True, this is a bit of a generalization. But it becomes harder and harder to find exceptions to this rule. A two party system, most major sports not accepting a "tie" as a result, views on outdoors or even, and especially, "two types of workers". I saw this recently on LinkedIn, and it was an interesting thing. Two blogs/articles in the defense of a staffing model. A Dichotomous staffing model. The argument was basically about "superhero" employees being necessary for start-up success, the other about "just in time" or "anti-unicorn" approach. Interestingly, both agreed that there were basically two types of desirable workers - those who overachieve at every level, and the few that plod along their work and are capable but just don't overachieve at EVERY thing they do. There is a third type of worker in these articles, the incompetent oaf. And if you only read these articles, those are all the workers you have to choose from.

Now most consulting agencies I work with only have one criteria for their workers. They express it as "we are only looking for top X% resources. Are YOU a X% employee and why?" Normally "X%" varies from 10 on the low end to 3 in the ridiculous shops. And, if you interview with these companies, you are expected to immediately answer this question. Hesitation, after all is NOT an "X%" trait. Interestingly, once you work with a few people in the firm, you realize it's all a game. A ridiculous game at that. But it is a game we take so seriously in America, we dare not speak out against it. This seeps into the organizations, and now you have a dysfunction built in that will echo in all other areas of work. There is no better example of this in America than in major sports - with teams spending millions of dollars fixing issues that do not address core problems. Due to legal concern, I cannot name any names. But in North Texas, we have managed to underachieve in every major sport for a few years now, with a single lone championship on a multi-million dollar investment by at least 4 organizations. The problem is evident - until the organizations speak to the press. Then you realize - these people cannot see the issue due to the big American lie...

I work with teams. I help teams get better, and I HAVE to know what makes teams work well. I am an agilist and a scrum evangelist. And my value proposition comes in leadership. To that end, I constantly look at teams and organizations in order to help them better themselves. At AI, we specialize in cultural change. And that "two position" view of ours is one of the main culprits of the decline of American organizations. I am familiar with the superhero/unicorns. And I am familiar with some extremely good "let me do my job" types. As it turns out, I have seen more damage done by "unicorns" than by "mere team players". Some chalk this up to a risk/reward paradigm, the way I have seen things it tends to be from a low accountability threshold for the "superhero" employees. But, all things being equal, it takes BOTH of these employee types to make projects, teams and organizations run. They both bring value, and it is up to leadership to structure them for optimum performance.

I do see an additional type of employee - this is a kind of person who tends to hold a team together, they tend to make things go easier. Usually, their function requires them to work with others, and indeed, to help others get along better.
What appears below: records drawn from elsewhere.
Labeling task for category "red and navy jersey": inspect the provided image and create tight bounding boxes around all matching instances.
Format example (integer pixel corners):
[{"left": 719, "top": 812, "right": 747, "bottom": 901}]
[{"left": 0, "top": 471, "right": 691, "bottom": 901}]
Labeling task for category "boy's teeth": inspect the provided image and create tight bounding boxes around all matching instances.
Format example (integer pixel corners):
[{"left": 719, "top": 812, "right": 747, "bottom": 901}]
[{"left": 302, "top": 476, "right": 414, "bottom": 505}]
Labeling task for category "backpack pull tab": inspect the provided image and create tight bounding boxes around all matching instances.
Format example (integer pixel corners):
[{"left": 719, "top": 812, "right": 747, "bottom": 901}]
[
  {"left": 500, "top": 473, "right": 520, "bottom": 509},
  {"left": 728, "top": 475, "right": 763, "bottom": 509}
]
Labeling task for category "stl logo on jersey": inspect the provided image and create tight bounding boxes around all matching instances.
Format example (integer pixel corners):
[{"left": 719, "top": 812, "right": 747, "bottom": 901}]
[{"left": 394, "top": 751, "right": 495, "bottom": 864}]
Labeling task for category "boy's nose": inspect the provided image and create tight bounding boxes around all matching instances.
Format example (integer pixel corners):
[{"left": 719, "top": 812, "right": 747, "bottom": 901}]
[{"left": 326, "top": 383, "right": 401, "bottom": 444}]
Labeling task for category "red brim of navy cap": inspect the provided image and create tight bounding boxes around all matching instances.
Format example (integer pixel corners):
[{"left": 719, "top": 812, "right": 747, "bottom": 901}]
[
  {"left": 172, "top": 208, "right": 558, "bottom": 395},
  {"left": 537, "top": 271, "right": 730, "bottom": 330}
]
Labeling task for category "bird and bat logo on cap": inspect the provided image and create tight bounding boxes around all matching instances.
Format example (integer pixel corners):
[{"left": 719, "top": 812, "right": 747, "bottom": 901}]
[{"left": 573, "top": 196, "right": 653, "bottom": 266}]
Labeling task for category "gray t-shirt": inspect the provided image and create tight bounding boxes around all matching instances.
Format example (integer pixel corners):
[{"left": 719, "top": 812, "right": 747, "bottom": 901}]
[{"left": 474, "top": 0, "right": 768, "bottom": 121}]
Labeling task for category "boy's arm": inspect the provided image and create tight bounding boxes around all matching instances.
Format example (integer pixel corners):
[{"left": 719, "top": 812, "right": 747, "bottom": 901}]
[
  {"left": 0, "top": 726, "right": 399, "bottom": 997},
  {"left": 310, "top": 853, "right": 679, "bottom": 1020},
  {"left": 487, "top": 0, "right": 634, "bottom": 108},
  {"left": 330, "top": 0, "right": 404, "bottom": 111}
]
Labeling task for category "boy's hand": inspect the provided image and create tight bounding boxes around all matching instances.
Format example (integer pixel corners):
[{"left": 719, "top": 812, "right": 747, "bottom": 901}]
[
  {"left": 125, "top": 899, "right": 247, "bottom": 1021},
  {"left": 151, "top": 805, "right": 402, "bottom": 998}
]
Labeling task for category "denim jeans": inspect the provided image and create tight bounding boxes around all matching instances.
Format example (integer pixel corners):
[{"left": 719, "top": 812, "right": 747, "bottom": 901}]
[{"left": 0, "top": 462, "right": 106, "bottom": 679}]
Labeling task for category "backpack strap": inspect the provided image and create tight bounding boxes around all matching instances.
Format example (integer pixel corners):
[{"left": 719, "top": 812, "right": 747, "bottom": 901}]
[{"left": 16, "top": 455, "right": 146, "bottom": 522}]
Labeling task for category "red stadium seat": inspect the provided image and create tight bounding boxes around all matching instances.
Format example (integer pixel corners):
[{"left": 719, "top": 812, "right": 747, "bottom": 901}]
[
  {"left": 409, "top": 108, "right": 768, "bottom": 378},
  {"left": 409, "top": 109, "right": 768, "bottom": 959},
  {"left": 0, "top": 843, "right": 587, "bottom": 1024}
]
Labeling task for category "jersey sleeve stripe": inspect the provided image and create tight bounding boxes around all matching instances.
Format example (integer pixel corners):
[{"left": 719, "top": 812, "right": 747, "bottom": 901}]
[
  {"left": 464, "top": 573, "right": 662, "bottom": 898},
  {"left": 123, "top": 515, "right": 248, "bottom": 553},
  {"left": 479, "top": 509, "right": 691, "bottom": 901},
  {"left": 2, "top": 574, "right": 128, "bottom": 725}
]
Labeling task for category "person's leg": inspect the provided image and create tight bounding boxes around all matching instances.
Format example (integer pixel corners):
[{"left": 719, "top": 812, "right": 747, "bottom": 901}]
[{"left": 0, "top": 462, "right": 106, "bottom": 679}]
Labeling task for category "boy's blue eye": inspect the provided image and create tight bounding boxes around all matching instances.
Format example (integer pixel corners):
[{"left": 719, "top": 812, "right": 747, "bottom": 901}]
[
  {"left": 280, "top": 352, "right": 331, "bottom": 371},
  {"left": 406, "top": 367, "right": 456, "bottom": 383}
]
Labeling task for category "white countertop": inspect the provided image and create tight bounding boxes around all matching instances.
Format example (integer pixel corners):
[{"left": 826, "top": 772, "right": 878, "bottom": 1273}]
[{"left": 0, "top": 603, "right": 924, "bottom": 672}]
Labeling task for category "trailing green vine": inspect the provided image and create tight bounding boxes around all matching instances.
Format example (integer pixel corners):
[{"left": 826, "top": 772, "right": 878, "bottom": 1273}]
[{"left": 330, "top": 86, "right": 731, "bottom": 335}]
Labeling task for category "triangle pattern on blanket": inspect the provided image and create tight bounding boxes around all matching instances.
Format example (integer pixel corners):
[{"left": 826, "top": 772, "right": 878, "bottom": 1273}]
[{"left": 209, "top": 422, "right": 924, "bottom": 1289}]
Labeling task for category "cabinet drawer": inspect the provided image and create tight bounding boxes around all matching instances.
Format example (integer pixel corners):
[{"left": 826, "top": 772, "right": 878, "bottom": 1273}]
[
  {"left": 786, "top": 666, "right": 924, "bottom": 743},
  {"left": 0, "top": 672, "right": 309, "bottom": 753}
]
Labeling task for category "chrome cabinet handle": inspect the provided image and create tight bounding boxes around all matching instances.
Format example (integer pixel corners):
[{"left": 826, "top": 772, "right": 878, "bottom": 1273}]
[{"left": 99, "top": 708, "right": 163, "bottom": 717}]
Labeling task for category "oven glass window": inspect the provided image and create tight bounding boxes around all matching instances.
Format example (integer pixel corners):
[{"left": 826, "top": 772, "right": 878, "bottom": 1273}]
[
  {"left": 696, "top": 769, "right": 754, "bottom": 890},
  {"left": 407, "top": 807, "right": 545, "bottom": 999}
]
They tend to not be looked at as "super" or "followers" and sometimes people do not see much value about them. But they serve as a "lubricant" or "glue" to the team, both holding the team together and allowing different personalities to work well together. I call these people "gammas" because like glue, the word starts with a "g" (and I did a lot of math getting an engineering degree). They are essential to make a team go, and can be, like everyone else, at the top, middle or bottom of the performance stack for their discipline.

It is interesting to see three kinds of essential people when everyone else only sees two. It is even more telling that I actually see PEOPLE, and not resources. Because there are a lot more than three types, with different experiences, focuses and lives. Esther Derby tends to focus on the human aspect of Agile, and I am a huge fan. But working in the world of a one eyed organization that only sees in pairs, it becomes difficult to argue the obvious with those that cannot understand more than one language. So for now, I hold to three types of useful people. And hopefully, with my help maybe some in your organization can start to "shed the scales" and see how to structure the team you have to be as optimal as possible, and not judge them with an American lens.